Hyperion is an under-the-radar company, with low volume that is now valued at $486 million. The company had two specific days of large gains, although its trend has been consistently higher. The gains are in connection with its newly approved treatment, Ravicti, for urea cycle disorder, a rare and deadly genetic disorder. I might add that Ravicti's peak sales potential is only $100 million, according to recent analyst remarks. Yet the upside lies in the technology, and this company's growth is another example of money inflows to companies with new technologies and Orphan Statuses.
The under $200 million group is typically a very attractive area of investment interest for the market, but because of such good performance elsewhere, this group lagged in Q1. For the quarter we did see a number of leaders, but for the most part it was a slow quarter all-around. NeoStem (NBS) was intriguing, outperforming its group by ten fold, and doing so after a year of underperformance and speculation leading up to catalysts. For the quarter, NeoStem received approval to continue with its Phase 2 trial of its cell therapy heart treatment product, AMR-001. The product is being used to prevent further deterioration following a major heart attack, and has sales potential of over $1 billion if data continues to prove successful. The company also received a new patent that will expand the use for AMR-001 and also announced that it will begin testing its VSELs in clinical studies to determine if preclinical results can hold in larger trials.

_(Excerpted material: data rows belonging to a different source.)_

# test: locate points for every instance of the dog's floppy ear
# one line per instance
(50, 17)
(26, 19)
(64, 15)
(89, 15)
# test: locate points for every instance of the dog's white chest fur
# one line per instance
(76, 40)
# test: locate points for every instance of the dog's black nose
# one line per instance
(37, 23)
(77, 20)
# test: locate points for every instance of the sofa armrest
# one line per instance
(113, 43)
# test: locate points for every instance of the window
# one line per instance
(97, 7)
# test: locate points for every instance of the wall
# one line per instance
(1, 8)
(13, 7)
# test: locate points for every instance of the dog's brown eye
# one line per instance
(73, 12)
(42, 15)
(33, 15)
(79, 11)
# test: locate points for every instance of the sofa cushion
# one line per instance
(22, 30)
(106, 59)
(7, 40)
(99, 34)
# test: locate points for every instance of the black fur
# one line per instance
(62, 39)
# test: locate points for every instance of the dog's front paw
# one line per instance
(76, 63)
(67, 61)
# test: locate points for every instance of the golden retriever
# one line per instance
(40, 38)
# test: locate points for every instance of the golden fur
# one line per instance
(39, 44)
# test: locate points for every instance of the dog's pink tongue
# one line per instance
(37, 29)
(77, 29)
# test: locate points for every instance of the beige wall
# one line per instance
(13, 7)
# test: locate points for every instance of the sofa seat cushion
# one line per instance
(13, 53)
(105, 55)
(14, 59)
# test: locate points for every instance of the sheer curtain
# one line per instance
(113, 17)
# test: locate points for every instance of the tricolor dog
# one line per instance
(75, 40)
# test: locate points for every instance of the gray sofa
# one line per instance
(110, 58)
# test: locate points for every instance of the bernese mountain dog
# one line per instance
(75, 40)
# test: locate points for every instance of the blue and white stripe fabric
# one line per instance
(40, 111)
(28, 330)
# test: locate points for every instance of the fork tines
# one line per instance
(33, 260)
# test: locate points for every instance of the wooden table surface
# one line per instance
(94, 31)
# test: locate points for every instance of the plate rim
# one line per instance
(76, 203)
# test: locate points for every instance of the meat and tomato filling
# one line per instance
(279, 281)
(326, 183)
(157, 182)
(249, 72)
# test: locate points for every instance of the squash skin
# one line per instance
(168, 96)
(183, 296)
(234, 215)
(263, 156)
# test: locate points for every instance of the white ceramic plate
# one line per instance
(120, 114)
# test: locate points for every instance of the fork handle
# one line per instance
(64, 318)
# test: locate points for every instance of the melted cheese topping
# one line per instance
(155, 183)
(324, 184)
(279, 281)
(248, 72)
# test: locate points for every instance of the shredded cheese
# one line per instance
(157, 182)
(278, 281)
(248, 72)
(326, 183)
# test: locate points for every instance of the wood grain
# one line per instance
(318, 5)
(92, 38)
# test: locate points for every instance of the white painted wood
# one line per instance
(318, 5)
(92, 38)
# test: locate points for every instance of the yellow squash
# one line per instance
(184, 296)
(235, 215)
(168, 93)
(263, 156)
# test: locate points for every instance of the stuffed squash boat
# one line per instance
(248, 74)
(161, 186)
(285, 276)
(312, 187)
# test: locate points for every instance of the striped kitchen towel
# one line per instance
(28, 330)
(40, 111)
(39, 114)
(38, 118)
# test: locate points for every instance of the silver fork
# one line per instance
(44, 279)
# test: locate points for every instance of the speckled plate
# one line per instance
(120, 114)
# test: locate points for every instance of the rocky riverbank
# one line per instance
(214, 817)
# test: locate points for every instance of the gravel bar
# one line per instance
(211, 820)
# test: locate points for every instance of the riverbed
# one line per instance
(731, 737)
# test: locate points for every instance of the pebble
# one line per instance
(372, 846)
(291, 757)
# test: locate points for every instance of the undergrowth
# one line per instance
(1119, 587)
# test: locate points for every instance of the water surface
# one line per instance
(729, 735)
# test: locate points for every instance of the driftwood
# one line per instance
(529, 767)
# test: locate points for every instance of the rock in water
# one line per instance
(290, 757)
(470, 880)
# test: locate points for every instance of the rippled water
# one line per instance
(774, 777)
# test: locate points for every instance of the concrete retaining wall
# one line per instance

The strong start for NeoStem is more than likely related to future events. The company is nearing the 12-month from data point and its Progenitor Cell Therapy (PCT) manufacturing business continues to grow. Last year, revenue from PCT doubled. This growth was from having clients that advanced into larger trials and also contracts with new companies in large studies. In January the company announced a partnership with Adaptimmune, and that PCT would be manufacturing its product during clinical studies. This news, combined with further advancing studies, should set the company up for another year of revenue growth. Although NeoStem did have an exciting Q1, these aforementioned factors are a foreshadowing of catalysts to come; expect more developments than what was seen in Q1. I believe 2013 could be very exciting for this small company.
When you see that the Biotechnology Index outperformed the NASDAQ by more than 100%, one may assume that it was a good quarter for the entire industry. Actually, it was a great quarter for the industry, but performance was very scattered depending on the size of a company. With two of the major indexes trading near all-time highs, it is difficult to determine upside from this point going forward. What we know is that there is a lot of money coming into biotechnology and it is very possible that these good fortunes will either continue or that we will tend to see individual stocks that breakout higher, regardless of market trend.